In conclusione, per tornare al nostro saggio de IL CERVELLO DELLE DONNE la considero un’eloquente opera da raccomandare principalmente a chi, forse, alimenta la pretesa di poter sostenere l’equivoca idea dell’eguaglianza, proprio perché l’autrice riesce a dimostrare le profonde diversità che distinguono l’uomo dalla donna, fatto concreto che in ultima analisi, costituisce un’ autentica sublimazione dell’indole umana: essere diversi non è uno svantaggio, ma un vero privilegio; sconveniente, invece, è essere uguali: infatti, se fossimo veramente tutti uguali, con gli stessi gusti, le stesse ambizioni, cosa sarebbe dell’umanità? Intanto, sparirebbe la bellezza, la creatività e la vita diventerebbe una noiosa tappa da consumare senza alcuna emozione. In fine, il saggio, smentisce pure, se non soprattutto, coloro che anacronisticamente si ostinano a credere ad una presunta superiorità del maschio. Di fatto, il maschio per un lungo periodo – ma nemmeno sempre – è stato in grado di dominare le femmine in modo particolare perché, in determinate circostanze, poteva applicare la propria legge che gli permetteva di regolare il potere con la prepotenza, sulla base della forza fisica, mantenendo da donna ai margini nell’isolamento della gabbia designata alle faccende domestiche.

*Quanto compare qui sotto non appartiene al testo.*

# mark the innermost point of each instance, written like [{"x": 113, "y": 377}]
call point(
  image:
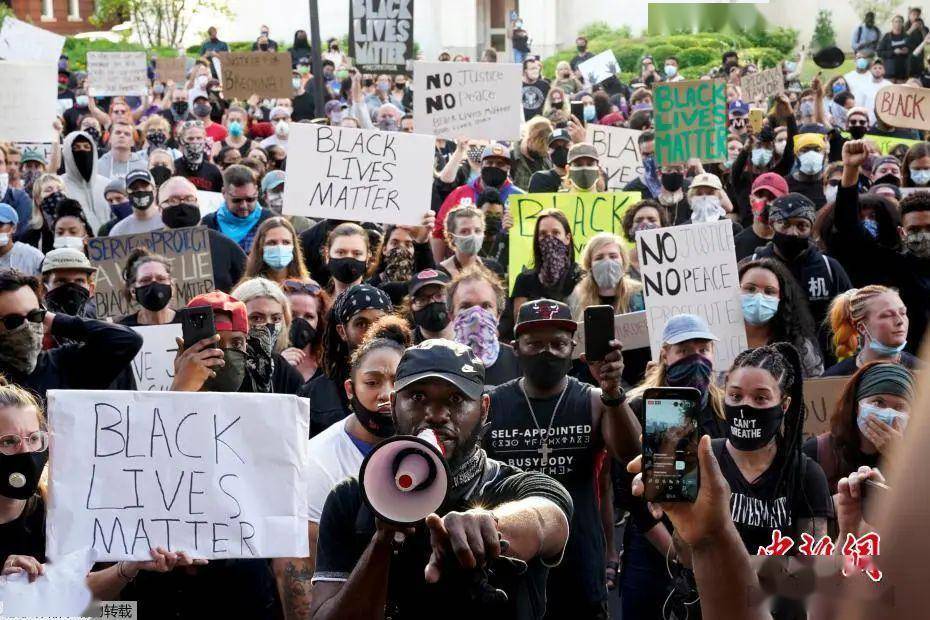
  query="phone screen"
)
[{"x": 670, "y": 463}]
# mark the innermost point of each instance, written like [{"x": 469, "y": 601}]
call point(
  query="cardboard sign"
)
[
  {"x": 820, "y": 397},
  {"x": 474, "y": 99},
  {"x": 904, "y": 106},
  {"x": 24, "y": 42},
  {"x": 218, "y": 475},
  {"x": 630, "y": 329},
  {"x": 690, "y": 121},
  {"x": 588, "y": 214},
  {"x": 692, "y": 270},
  {"x": 187, "y": 249},
  {"x": 618, "y": 153},
  {"x": 381, "y": 35},
  {"x": 359, "y": 174},
  {"x": 598, "y": 68},
  {"x": 266, "y": 74},
  {"x": 173, "y": 69},
  {"x": 762, "y": 85},
  {"x": 117, "y": 73},
  {"x": 28, "y": 110},
  {"x": 153, "y": 366}
]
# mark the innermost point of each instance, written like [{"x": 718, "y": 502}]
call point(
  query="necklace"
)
[{"x": 544, "y": 448}]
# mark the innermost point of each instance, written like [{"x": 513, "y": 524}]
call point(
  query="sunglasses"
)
[{"x": 13, "y": 321}]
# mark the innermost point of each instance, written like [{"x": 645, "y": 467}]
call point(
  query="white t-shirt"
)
[{"x": 333, "y": 458}]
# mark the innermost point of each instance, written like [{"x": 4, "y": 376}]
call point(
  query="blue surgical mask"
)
[
  {"x": 758, "y": 309},
  {"x": 278, "y": 256}
]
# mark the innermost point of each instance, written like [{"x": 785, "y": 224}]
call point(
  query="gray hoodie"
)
[{"x": 88, "y": 193}]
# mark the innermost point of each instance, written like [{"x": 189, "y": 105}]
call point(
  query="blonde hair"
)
[
  {"x": 586, "y": 292},
  {"x": 848, "y": 310}
]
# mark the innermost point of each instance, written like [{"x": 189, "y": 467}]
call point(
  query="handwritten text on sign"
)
[
  {"x": 588, "y": 214},
  {"x": 358, "y": 174},
  {"x": 692, "y": 270},
  {"x": 187, "y": 249},
  {"x": 216, "y": 475},
  {"x": 690, "y": 121},
  {"x": 475, "y": 99}
]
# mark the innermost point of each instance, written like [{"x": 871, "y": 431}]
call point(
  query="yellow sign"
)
[{"x": 588, "y": 214}]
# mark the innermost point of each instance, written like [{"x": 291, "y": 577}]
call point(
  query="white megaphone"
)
[{"x": 405, "y": 478}]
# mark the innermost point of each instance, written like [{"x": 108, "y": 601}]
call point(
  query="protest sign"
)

Tuttavia, oggi, finalmente, la donna – pur non avendo ancora pienamente raggiunto la totale emancipazione, soprattutto nei Paesi sottosviluppati – è molto più libera e colta; la sua liberazione nel mondo moderno le permette di competere ormai a parità di merito con gli stessi uomini e sovente ottiene uguale e perfino superiore successo nei diversi campi, l’ultimo, fra i quali, è proprio nell’ambito della dirigenza e più specificamente della politica. Un caso fra i tanti: l’indimenticabile Dama di Ferro – alias Margareth Thatcher – costituisce il più palese ed eloquente esempio. Attualmente, chi si scandalizza dinanzi all’affermazione che molte donne dimostrano di essere, non solo più intuitive, competenti, ma spesso anche più oneste e meno vulnerabili e ben meno inclinate alla corruzione? Nella letteratura, poi, con sempre maggior frequenza, scopriamo una miriade di autrici di straordinario talento, a dimostrazione che nel dominio del linguaggio non si limitano solo alle chiacchiere od ai pettegolezzi. Ecco, quindi, le più tangibili prove che confermano come la donna non ha assolutamente più niente da invidiare all’uomo, a condizione che le siano date le opportunità di mettere alla prova le proprie reali intrinseche potenziali capacità.